On the morrow, a murky December day, in the year 1417, the battle was joined, as announced. On the low plain beyond the city, knights and men-at-arms, archers and spearmen, closed in the shock of battle, and a stubborn and bloody fight it was.
Seven times did the knights of Jacqueline, glittering in their steel armor, clash into the rebel ranks; seven times were they driven back, until, at last, the Lord of Arkell, with a fiery charge, forced them against the very gates of the citadel. The brave von Brederode fell pierced with wounds, and the day seemed lost, indeed, to the Lady of Holland.
Then Jacqueline the Countess, seeing her cause in danger—like another Joan of Arc, though she was indeed a younger and much more beautiful girl general,—seized the lion-banner of her house, and, at the head of her reserve troops, charged through the open gate straight into the ranks of her victorious foes. There was neither mercy nor gentleness in her heart then.
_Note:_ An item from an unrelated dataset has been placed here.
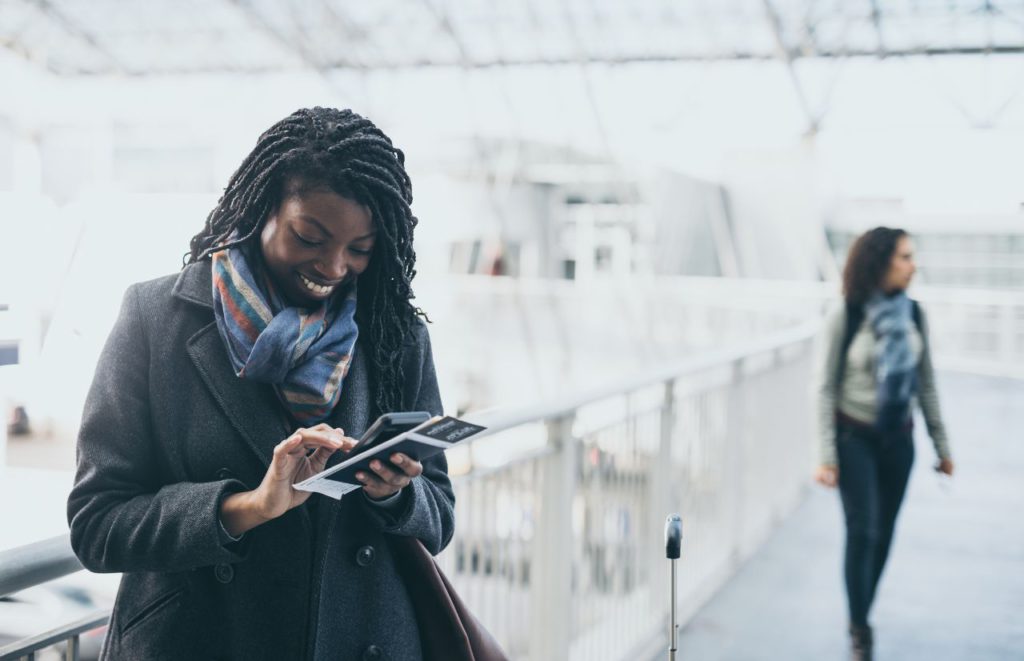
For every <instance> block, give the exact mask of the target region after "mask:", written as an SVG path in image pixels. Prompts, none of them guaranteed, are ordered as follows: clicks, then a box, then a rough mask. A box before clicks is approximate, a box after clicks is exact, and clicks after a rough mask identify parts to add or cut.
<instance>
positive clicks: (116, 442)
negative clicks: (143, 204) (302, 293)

As when she had cowed with a look Ajax, the lion, so now, with defiance and wrath in her face, she dashed straight at the foe.
Her disheartened knights rallied around her, and, following the impetuous girl, they wielded axe and lance for the final struggle. The result came quickly. The ponderous battle-axe of the knight of Leyenburg crashed through the helmet of the Lord of Arkell, and as the brave young leader fell to the ground, his panic-stricken followers turned and fled. The troops of Jacqueline pursued them through the streets of Gorkum and out into the open country, and the vengeance of the countess was sharp and merciless.
But in the flush of victory wrath gave way to pity again, and the young conqueror is reported to have said, sadly and in tears:
“Ah! I have won, and yet how have I lost!”
But the knights and nobles who followed her banner loudly praised her valor and her fearlessness, and their highest and most knightly vow thereafter was to swear “By the courage of our Princess.”